Voice & Live Sessions
This guide covers everything you need to build voice-enabled agents with the Gemini Multimodal Live API using gemini-genai-rs.
What is a Live Session?
A Live Session is a full-duplex WebSocket connection to the Gemini API that
supports simultaneous audio/video input and audio/text output. Unlike the
standard generateContent REST API, a Live Session:
- Streams audio bidirectionally (you talk while the model talks)
- Uses server-side VAD (Voice Activity Detection) for turn management
- Supports barge-in (interrupt the model mid-sentence)

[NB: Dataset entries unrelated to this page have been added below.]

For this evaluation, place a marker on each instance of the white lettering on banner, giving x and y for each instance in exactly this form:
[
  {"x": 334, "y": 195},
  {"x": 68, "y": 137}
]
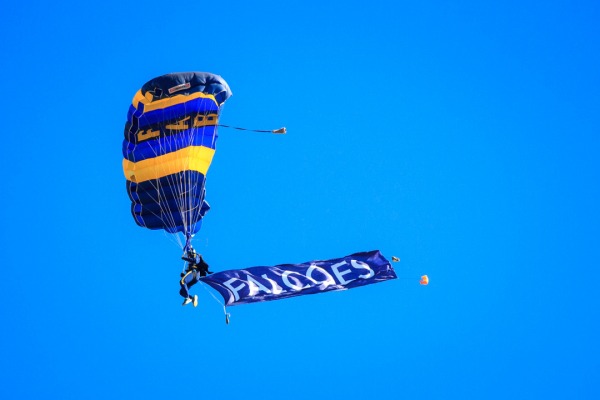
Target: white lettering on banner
[
  {"x": 297, "y": 285},
  {"x": 275, "y": 287},
  {"x": 235, "y": 290},
  {"x": 256, "y": 286},
  {"x": 340, "y": 275},
  {"x": 363, "y": 265},
  {"x": 317, "y": 276},
  {"x": 328, "y": 280}
]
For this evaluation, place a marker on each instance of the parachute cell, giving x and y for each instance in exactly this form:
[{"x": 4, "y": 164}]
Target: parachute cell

- Handles function calling inline with speech
- Maintains conversation context server-side
- Runs for up to ~10 minutes per session (with resumption support)
Audio formats:
- Input: PCM16, 16 kHz, mono
- Output: PCM16, 24 kHz, mono
Quick Start
A minimal live session in under 15 lines:
use gemini_adk_fluent_rs::prelude::*;
#[tokio::main]
async fn main() -> Result<(), Box<dyn std::error::Error>> {
let handle = Live::builder()
.model(GeminiModel::Gemini2_0FlashLive)
.instruction("You are a helpful voice assistant.")

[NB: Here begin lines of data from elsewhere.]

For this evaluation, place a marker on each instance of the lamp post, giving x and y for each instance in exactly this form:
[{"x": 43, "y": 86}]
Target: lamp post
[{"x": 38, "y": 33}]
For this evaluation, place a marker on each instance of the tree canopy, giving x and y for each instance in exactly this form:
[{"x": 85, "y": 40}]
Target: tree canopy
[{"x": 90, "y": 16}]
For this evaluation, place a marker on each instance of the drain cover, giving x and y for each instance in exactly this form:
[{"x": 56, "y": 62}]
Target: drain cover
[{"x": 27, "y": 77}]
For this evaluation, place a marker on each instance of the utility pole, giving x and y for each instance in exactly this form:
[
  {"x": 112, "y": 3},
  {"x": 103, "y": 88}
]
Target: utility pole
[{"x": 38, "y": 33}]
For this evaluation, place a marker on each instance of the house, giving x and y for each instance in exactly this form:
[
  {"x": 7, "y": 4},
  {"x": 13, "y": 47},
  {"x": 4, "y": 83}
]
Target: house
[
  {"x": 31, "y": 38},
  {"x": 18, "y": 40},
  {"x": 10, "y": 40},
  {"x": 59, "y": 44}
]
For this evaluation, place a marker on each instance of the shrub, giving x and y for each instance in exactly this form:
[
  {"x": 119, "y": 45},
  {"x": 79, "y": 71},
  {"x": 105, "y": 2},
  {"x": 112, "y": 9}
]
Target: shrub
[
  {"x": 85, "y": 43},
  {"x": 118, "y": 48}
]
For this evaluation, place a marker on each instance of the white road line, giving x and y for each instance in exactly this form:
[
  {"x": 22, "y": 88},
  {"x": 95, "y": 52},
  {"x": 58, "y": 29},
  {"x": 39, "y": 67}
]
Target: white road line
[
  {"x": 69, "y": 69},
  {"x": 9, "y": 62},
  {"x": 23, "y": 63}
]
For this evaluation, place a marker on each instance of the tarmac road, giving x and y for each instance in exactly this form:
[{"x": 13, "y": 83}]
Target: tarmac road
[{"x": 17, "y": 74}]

.on_text(|t| print!("{t}"))
.on_turn_complete(|| async { println!() })
.connect_google_ai(std::env::var("GEMINI_API_KEY")?)
.await?;
handle.send_text("What is the capital of France?").await?;
handle.done().await?;
Ok(())
}
This connects to Gemini, sends a text message, prints the streamed response,
and waits for the session to end. For audio, replace send_text() with
send_audio() and add an on_audio callback.
The Live Builder
Live::builder() returns a chainable builder that configures the entire
session. Here is the full chain with all major options:
let handle = Live::builder()
// Model and voice
.model(GeminiModel::Gemini2_5FlashNativeAudio)
.voice(Voice::Kore)
.temperature(0.7)
.instruction("You are a restaurant order assistant.")
// Tools (auto-dispatched when model calls them)
.tools(dispatcher)
// Audio/transcription config
.transcription(true, true) // input, output
.affective_dialog(true) // emotionally expressive responses
// Server-side VAD
.vad(AutomaticActivityDetection::default())
// Session lifecycle
.session_resume(true)
.context_compression(4000, 2000) // trigger_tokens, target_tokens
// Greeting (model speaks first)
.greeting("Greet the customer and ask what they'd like to order.")
// Fast-lane callbacks (sync, <1ms)
.on_audio(|data| { /* forward to speaker */ })
.on_text(|t| print!("{t}"))
.on_input_transcript(|text, _is_final| { /* display what user said */ })
.on_output_transcript(|text, _is_final| { /* display what model said */ })
.on_vad_start(|| { /* user started speaking */ })
.on_vad_end(|| { /* user stopped speaking */ })
// Telemetry callback (sync, telemetry lane)
.on_usage(|usage| {
if let Some(total) = usage.total_token_count {
println!("Tokens: {total}");
}
})
// Control-lane callbacks (async)
.on_tool_call(|calls, state| async move { None }) // None = auto-dispatch
.on_interrupted(|| async { /* flush playback buffer */ })
.on_turn_complete(|| async { /* turn finished */ })
.on_connected(|writer| async move { /* session ready */ })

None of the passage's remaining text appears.